29.5.13

A resistência cultural

Por Baptista-Bastos
UMA ONDA de loucura está a assolar Portugal. Ninguém acredita nas possibilidades de regeneração do Governo, e a presença dos estrangeiros que o elogiam torna-se numa afronta inqualificável. O que estes cavalheiros, mandatados por interesses cujo fito é a hegemonia económica, propagandeiam é a boa consciência da mentira. E o problema maior, entre todos os grandes problemas que nos afligem, constitui a aquiescência cúmplice de quem tem por dever repudiar o enredo. O presidente do Eurogrupo, de nome impronunciável, e é "muito amigo" de Vítor Gaspar, viajou para Lisboa, a fim de manifestar o aplauso comovido pelas orientações até agora seguidas, e insistir que continuar com o "ajustamento" conduzir-nos-á a uma felicidade incomparável.
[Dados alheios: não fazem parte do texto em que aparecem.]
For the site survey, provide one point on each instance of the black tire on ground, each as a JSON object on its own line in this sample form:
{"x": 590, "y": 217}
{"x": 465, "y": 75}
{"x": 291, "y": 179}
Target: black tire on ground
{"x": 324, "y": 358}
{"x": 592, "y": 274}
Temos de empregar todos os meios para precipitar a nossa queda o mais fundo possível para, mais tarde, acedermos a uma sociedade tão jubilosa como igualitária.
Este escândalo de se procurar a felicidade pelo terror "explica-se" pela necessidade de socorrer o capitalismo a qualquer preço, "custe o que custar", na conclusão brutal de Passos Coelho. Nada é respeitado, tudo é permitido. O milhão e meio de desempregados; as 69 mil crianças em iminente perigo; a sonegação aos fracos rendimentos dos reformados e pensionistas; o êxodo do melhor da nossa juventude, toda esta criminalidade obedece à mesma lógica de depredação que obriga um grupo tão importante como o Teatro Aberto, de grande tradição cultural e ética, a estar ameaçado de fecho. Uma absurda "grelha de avaliação" colocou a companhia em 39.º lugar, com as consequências inerentes à perda de apoios, necessários à sua sobrevivência. João Lourenço, um homem de rara qualidade moral, que já venceu várias guerras e que testemunhou várias alterações históricas, veio dizer-nos que ele e o grupo sempre procuraram uma verdade que justificasse as obsessões do presente e aclarasse a natureza de uma agressão que fere todos nós.
O encenador evocou as etapas de um empreendimento generoso, que tem submetido à nossa reflexão alguns dos grandes temas das sociedades e dos problemas essenciais do homem. A disponibilidade de João Lourenço em romper com o imobilismo, numa época em que a decência quase não tem direito de cidadania, corresponde a uma denúncia da mentira.
A noção de que a colectividade portuguesa está em escombros tem de encontrar, na resistência de quem recusa a capitulação, o conforto de uma afirmação de coragem e de dignidade. O projecto de uniformizar as diferenças e a natureza díspar das nossas sociedades está em marcha. O Teatro Aberto, tal outros grupos, denegou a inocência como justificação para a cumplicidade. Não o esqueçamos.